No man ecclesiastical or temporal shall be examined upon secret thoughts of his heart. . . .
the house of an Englishman is to him as his castle.”
In Engeland heeft deze doctrine uiteindelijk op het einde van de 17e eeuw het onderspit moeten delven voor de ook nu nog geldende doctrine van de supremacy of Parliament, doch in de Verenigde Staten haalde de doctrine van de supremacy of law het, die de macht van politieke instellingen beperkt door de bepalingen en rechten van de Grondwet als supreme law of the land . Het is vooral deze Engelse doctrine die ertoe geleid heeft dat het woord "constitution" de moderne betekenis heeft gekregen van lex fundamentalis, de term die alvast in de 18e eeuw frequenter op het Europese continent werd gebruikt . Zij het dat Willem van Oranje reeds in 1580 de hertog van Anjou verzocht landsheer te worden op basis van rechten en vrijheden der onderdanen, de "Vrijheit hunder constitutien" .

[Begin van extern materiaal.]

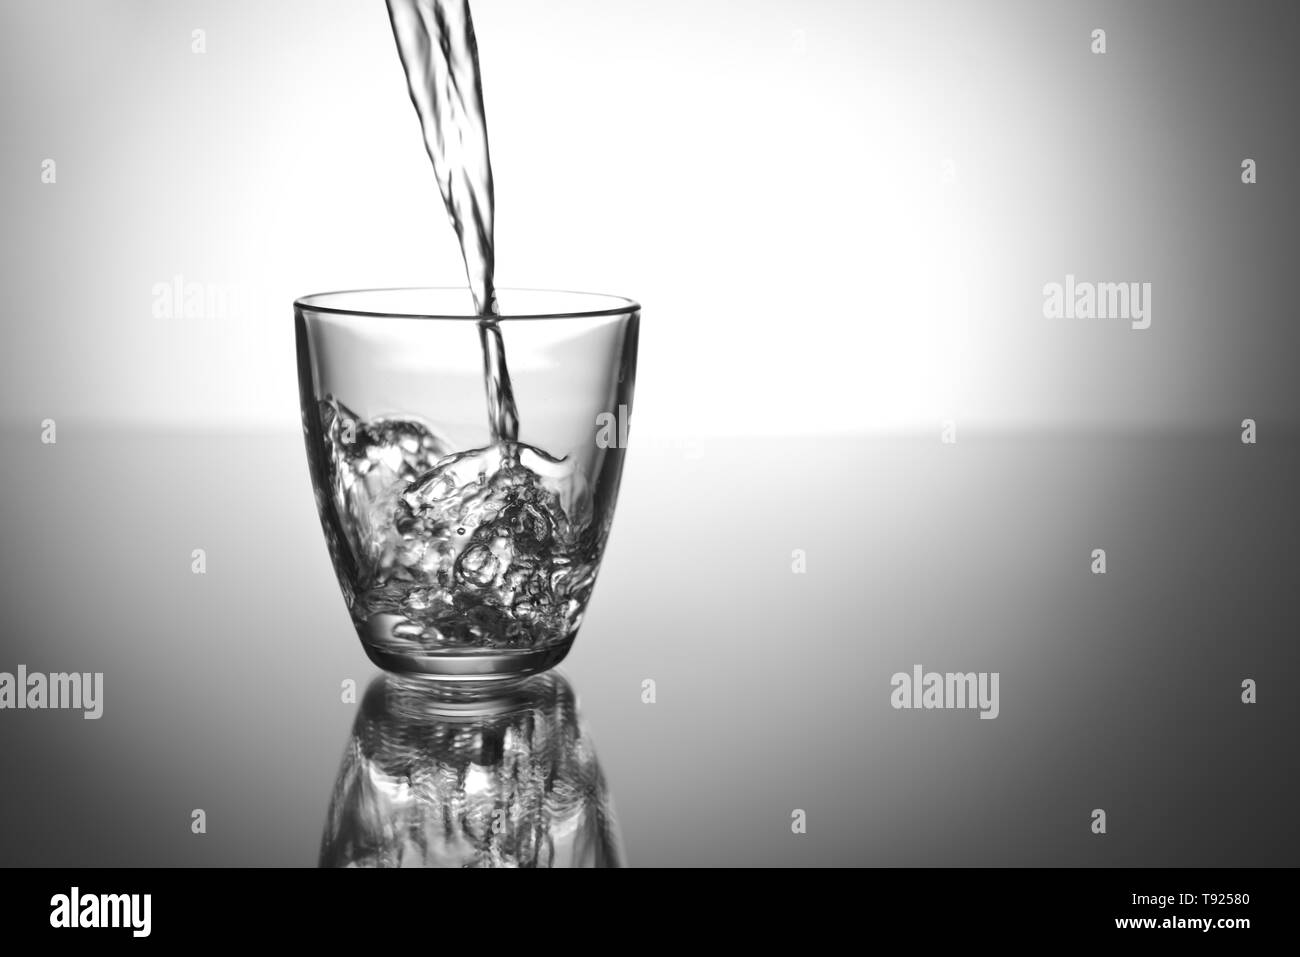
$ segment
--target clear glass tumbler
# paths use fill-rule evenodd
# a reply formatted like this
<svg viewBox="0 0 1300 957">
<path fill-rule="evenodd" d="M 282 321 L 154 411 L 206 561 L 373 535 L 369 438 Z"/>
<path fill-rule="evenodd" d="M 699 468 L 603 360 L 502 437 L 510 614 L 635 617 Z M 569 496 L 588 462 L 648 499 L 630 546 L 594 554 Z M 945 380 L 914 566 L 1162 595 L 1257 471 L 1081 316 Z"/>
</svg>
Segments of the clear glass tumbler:
<svg viewBox="0 0 1300 957">
<path fill-rule="evenodd" d="M 497 298 L 494 329 L 465 289 L 294 303 L 316 506 L 361 643 L 388 671 L 481 681 L 550 668 L 595 584 L 640 307 L 544 290 Z M 489 370 L 513 391 L 513 439 L 490 424 L 501 419 L 489 391 L 502 392 Z"/>
</svg>

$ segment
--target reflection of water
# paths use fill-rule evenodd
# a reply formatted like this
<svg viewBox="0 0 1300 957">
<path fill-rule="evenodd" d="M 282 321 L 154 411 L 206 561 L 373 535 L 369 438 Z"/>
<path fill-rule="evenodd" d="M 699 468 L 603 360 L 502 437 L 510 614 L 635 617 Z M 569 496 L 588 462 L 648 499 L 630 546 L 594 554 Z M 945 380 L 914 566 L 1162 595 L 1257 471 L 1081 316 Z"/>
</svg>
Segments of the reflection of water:
<svg viewBox="0 0 1300 957">
<path fill-rule="evenodd" d="M 491 697 L 371 682 L 334 785 L 322 867 L 618 867 L 605 779 L 569 683 Z"/>
</svg>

In dezelfde tijd als Coke ontwikkelde Hugo de Groot (Lat. Grotius) in zijn werk De antiquitate reipublicae Batavicae, vertaald als Tractaet vande Oudtheyt vande Batavische nu Hollantsche Republique (Leiden 1610) eveneens een doctrine over het gelden van een aloude gewoonterechtelijke constitutie van Holland, met concrete rechten en vrijheden alsook de regel dat de soevereiniteit niet bij de vorst berust maar bij de Raden en Staten van het volk . Grotius aanvaardde wel niet het bestaan van fundamentele wetten die de soevereiniteit van die organen inperkten en verschilde daarin duidelijk van de federalistische school met o.a. Johannes Althusius .
In Frankrijk vinden we de theorie van de "lois fondamentales de la France" reeds in de teksten van de zgn. Monarchomachen en in het bijzonder in het werk Francogallia van Hotman uit 1573 ; de allereerste betekenis van deze wetten was dat zij grenzen bepaalden aan de macht van de koning om wetten te maken. Belangrijk is dat de Franse Parlementen, die zoals U weet de Gerechtshoven waren en geen parlement in onze betekenis, zich minstens vanaf de 16e eeuw ook de bevoegdheid hebben toegeëigend om koninklijke wetten te toetsen aan die lois fondamentales en de afkondiging en toepassing ervan te weigeren wanneer zij daarmee in strijd waren . Enkele van die lois fondamentales werden geformuleerd in een arrest van het Parlement van Parijs uit 1593, waardoor de latere Henri IV van de troon werd gehouden zolang hij zich daar niet bij neerlegde (en zich daartoe bekeerde tot het katholicisme). Die lois fondamentales bevatten de basisregels inzake de troonopvolging en de werking van de monarchie, maar evenzeer de garantie van de diverse privilegies alsook een fundamentele inperking van de koninklijke macht: diens bevoegdheid strekte zich niet verder uit dan het "publieke domein" van de staat en het was hem niet toegestaan wijzigingen aan te brengen aan het privaatrecht, dat bestond uit het gewoonterecht zoals het door de Parlementen zelf werd gevonden, uitgelegd en ontwikkeld . Nog op 3 mei 1788 heeft het Parlement van Parijs in een arrêt de règlement, of juister nog een déclaration , een opsomming gegeven van de meeste lois fondamentales, waaronder ook precies "Le droit des cours de vérifier dans chaque province les volontés du Roi et de n'en ordonner l'enregistrement qu'autant qu'elles sont conformes aux lois constitutives de la province ainsi qu'aux lois fondamentales de l'État".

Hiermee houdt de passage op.